Throughout the course of my life, these are various sayings that I have heard multiple times. Growing up, I believed them to be true. Then, as I experienced more of life and continued to read more and more gruesome and horrific headlines on the news with every passing day, I came to realize that these proclamations are false.
In 2012, we all thought the world was going to end. Okay, maybe not ALL of us, but some of us. And although the world didn’t exactly end in the way we expected it to, it still did.
On December 14, 2012, in Newtown, Connecticut, 20 children - innocent, sweet, and pure - were fatally shot in what we now remember as the Sandy Hook Elementary School shooting.
At the time, I was only in the 8th grade, and to be honest, I couldn’t really fully wrap my head around the fact that someone targeted children. Children who were only six to seven years younger than us at that time. So, in that way, the world did end. Perhaps not the world, but at least the United States, the very country so many of us claim to be the greatest place in the world. Its remnants of innocence and purity died. The last slivers that so many of us had tried to hold onto, died.
The children who had survived that horrible shooting grew up faster than children ever should. They experienced firsthand what tragedy and horror and fear feels like - something we should never have to experience that young.
We no longer could consider ourselves a nation that valued the lives of each and every individual. Instead, we became a nation that has more school shootings in the course of a year than another country over the course of ten years.

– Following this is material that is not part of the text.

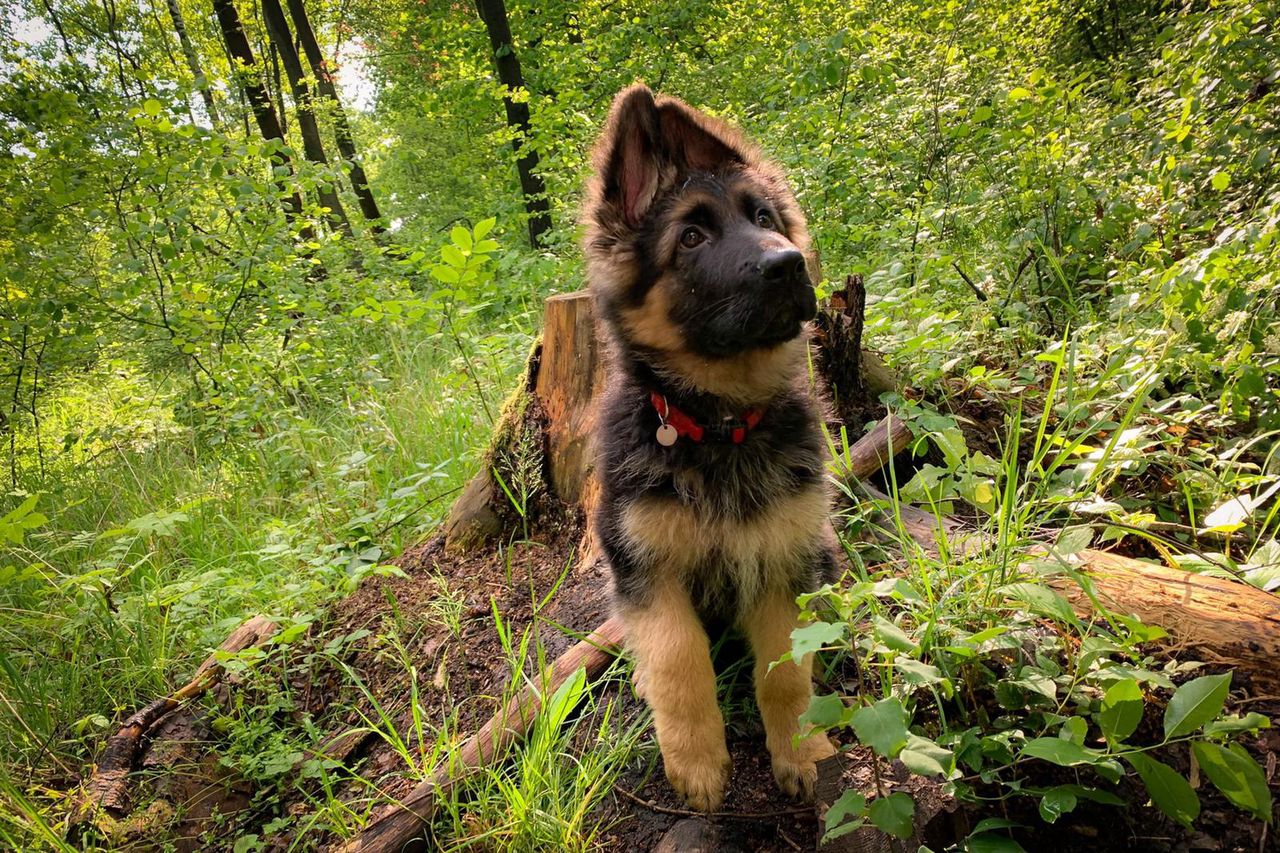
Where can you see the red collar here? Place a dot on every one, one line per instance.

Fast forward several years, and here I am - a freshman in college. Time sure has flown past us, but things sure haven’t changed. Not in the ways I hoped, at least.

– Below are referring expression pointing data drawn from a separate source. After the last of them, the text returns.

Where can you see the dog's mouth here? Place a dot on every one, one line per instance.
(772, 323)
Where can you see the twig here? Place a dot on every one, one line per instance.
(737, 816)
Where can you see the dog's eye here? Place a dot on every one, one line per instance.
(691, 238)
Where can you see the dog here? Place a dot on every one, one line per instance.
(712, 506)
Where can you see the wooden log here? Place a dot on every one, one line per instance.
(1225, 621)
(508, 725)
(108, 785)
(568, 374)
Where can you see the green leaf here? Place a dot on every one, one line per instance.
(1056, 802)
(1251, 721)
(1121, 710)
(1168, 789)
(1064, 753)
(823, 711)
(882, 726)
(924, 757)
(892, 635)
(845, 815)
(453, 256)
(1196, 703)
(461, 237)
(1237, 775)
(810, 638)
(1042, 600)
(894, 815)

Instead, I’m waking up nearly every single day with a new headline on TV.
“School shooting…”
“Students fatally shot…”
“Gunman walks into school…”
This type of news headline has become something so common to our lives that many people, including myself, are slowly becoming desensitized. Although it hasn’t gotten to the point where I turn a blind eye, it’s almost sickening to think that this is what our nation has gotten used to.
To make matters even worse, our government refuses to make the changes that we so desperately need them to make.
Take Australia, for example. After one of their worst mass shootings in 1996, the federal government implemented newer and stricter gun control laws. Since then, they have not had a single mass shooting.
Is this something not worth examining?
Our schools and our governments sure regulate a lot of sh*t (like dress code… we’re more focused on what females wear to school), but when it comes to the lives of our people, we don’t do a very good job of prioritizing that.
I used to believe that if the government wouldn’t even change for the CHILDREN of Sandy Hook, they would never change. Think about that. If we won’t change for children, who will we change for?
Today, I woke up to more news headlines.
But they weren’t the ones I had been so used to seeing on an almost weekly basis. They were still about guns, sure, but finally in the ways that I wanted them to be.
I woke up to read about the National School Walkout . Finally, we have had enough. If the older generations won’t help us make the change, we’ll make the change ourselves. If the government won't make the change, we'll show them that we won't take no for an answer. We'll show them that we have had enough and that it is time (long-overdue, if I must say) for change to happen.
Waking up and reading about hundreds of schools, and therefore, thousands of students, walking out to fight for our rights and our lives made me so proud.
Reading about how students back at my high school walked out gave me a sense of pride.
Finally, we’re doing something right.
The change won’t happen overnight. But nothing good ever does. It won’t be easy and we’ll have to fight against millions of people who are more focused on protecting their right to own a gun than protecting the lives of their people.
But enough is enough, and enough starts now.